La objeción de quienes se oponen a la remoción de Cristóbal Colón de Paseo de la Reforma dice, palabras menos, que se trata de borrar un acontecimiento histórico: el desembarco militar y religioso de los europeos en América. No es así. Hay otros espacios que resguardan esa memoria: los museos o los salones de clase. El problema con las estatuas y con los nombres de las calles –como Puente de Alvarado o Gustavo Díaz Ordaz– es que carecen del contexto que se les puede dar en otros sitios. En el caso del museo, sería para resguardar su valor estético y dotarla del pequeño matiz de que se trata de un almirante esclavista. Se han hecho, por ejemplo, exposiciones sobre los instrumentos de tortura pero jamás se ha propuesto hacer un monumento con ellos. No es necesario, tampoco, que para recordar el impacto que los bombardeos alemanes tuvieron sobre Londres haya que consentir una estatua para Hitler. La idea de que existen culturas superiores e inferiores es lo que encarnan las estatuas de Colón o las de Rhodes en la Sudáfrica del apartheid y quitarlas en modo alguno quiere decir que se deje de enseñar su impacto sobre el presente. Aquí hablamos del espacio público que manda señales unívocas hacia ti, a tus antepasados y a tus descendientes. ¿Es justo que algo que sigue llenando de dolor a las comunidades indígenas siga en pie sin poder contestarle, describirle, argumentarle?

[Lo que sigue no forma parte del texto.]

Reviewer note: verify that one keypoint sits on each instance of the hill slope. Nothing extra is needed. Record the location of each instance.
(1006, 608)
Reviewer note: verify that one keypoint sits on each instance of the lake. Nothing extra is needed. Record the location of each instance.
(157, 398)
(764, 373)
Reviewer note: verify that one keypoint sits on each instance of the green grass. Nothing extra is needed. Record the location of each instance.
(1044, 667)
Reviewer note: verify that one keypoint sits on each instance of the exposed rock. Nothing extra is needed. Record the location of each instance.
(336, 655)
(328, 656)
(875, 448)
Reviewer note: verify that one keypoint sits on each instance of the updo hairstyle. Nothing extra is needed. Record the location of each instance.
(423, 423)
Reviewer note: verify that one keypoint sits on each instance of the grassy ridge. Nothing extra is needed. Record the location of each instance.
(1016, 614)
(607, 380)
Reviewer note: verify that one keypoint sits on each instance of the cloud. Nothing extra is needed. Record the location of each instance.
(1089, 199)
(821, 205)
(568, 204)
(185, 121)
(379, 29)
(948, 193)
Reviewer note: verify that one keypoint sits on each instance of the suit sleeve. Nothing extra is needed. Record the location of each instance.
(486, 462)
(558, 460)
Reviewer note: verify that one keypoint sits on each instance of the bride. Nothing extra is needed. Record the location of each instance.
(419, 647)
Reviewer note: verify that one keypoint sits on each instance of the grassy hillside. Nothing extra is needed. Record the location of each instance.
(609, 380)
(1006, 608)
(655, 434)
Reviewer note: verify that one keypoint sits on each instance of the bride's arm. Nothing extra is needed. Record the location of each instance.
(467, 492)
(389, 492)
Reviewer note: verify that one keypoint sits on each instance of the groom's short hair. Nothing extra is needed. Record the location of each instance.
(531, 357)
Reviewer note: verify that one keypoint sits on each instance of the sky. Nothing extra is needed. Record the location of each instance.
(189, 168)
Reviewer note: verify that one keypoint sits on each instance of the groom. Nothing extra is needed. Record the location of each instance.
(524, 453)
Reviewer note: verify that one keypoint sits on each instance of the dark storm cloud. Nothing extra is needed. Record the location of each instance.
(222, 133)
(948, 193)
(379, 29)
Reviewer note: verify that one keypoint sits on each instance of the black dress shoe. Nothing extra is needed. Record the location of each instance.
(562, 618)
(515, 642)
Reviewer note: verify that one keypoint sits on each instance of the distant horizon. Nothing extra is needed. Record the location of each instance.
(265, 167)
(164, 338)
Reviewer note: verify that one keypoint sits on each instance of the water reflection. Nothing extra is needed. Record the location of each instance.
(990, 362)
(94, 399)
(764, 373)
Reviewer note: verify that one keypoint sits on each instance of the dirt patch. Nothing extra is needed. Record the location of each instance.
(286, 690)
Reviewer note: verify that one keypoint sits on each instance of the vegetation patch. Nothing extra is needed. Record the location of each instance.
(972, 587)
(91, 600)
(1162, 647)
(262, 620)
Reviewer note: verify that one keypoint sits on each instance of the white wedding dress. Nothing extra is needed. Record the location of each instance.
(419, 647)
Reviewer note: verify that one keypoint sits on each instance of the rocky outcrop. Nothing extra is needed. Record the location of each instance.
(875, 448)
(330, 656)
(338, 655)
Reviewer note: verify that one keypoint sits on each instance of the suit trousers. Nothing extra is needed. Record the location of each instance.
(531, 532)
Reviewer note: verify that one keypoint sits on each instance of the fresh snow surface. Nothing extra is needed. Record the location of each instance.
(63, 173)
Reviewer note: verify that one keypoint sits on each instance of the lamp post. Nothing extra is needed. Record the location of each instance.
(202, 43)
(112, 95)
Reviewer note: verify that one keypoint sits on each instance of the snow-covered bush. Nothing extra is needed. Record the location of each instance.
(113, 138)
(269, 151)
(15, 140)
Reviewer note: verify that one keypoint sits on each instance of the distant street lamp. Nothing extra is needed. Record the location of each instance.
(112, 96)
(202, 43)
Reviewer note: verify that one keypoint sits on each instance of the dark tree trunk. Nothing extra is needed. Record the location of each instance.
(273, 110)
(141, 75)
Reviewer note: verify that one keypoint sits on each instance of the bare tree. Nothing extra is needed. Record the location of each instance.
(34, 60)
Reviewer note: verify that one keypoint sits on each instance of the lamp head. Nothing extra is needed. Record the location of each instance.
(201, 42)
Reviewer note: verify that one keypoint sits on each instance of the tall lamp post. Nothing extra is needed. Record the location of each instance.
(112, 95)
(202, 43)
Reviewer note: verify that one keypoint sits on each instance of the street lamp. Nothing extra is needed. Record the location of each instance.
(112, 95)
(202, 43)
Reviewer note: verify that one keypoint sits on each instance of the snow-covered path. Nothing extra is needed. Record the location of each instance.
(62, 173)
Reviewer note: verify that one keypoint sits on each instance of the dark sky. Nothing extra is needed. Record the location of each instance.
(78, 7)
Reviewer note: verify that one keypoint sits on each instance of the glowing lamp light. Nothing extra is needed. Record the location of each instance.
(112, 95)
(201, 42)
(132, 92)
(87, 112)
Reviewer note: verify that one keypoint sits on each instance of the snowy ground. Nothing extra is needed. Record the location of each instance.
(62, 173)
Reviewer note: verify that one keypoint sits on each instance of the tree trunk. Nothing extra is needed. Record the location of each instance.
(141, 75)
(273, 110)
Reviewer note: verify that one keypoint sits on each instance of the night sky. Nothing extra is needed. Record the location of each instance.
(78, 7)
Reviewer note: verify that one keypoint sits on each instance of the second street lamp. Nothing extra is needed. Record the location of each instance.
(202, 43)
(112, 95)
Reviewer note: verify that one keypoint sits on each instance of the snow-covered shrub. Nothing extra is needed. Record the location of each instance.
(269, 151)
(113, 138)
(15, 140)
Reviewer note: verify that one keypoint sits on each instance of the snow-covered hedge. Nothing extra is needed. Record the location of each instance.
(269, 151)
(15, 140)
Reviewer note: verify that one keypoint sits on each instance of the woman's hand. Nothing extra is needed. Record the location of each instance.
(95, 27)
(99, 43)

Esto va acompañado de la disculpa política. Quitar estatuas y nombres de calles o plazas es facultad del Estado porque la condena oficial es más significativa que la individual. Su mensaje es inequívoco: ya no se es cómplice de esa injusticia. Cuando el Estado español se niega a darle una disculpa política a los pueblos originarios de México, lo que está diciendo es que no rechaza lo que se hizo en su nombre y que, por lo tanto, podría repetirlo. Condenar es un acto expresivo: afirma la posición moral de las víctimas frente al desdén de los poderosos. No se trata de defender el horror argumentando que la esclavitud era legal o que las guerras de exterminio eran algo que se estilaba en ese entonces o desde los romanos en las Galias o los cruzados en Tierra Santa. Todos esos alegatos le siguen escamoteando a las víctimas una posición del derecho a la indignación. Porque no se trata de si Castilla y Aragón eran o no todavía España o si México era un conjunto de pueblos, sino de la posición de igualdad moral hacia las víctimas. Es en ese sentido que me perturba la negativa del gobierno español a la petición de disculpa política de su Estado.

Por mi parte, apoyo que se quite a Colón porque no quiero vivir en una sociedad que expresa admiración por el racismo, el despojo, la esclavitud y las ansias de oro. No se puede condenar sin retirar su figura. No se puede honrar tan sólo una parte de su biografía, escondiendo el mal que hizo y cuyas consecuencias están todavía ahí. Las estatuas no son para educar, son para emular.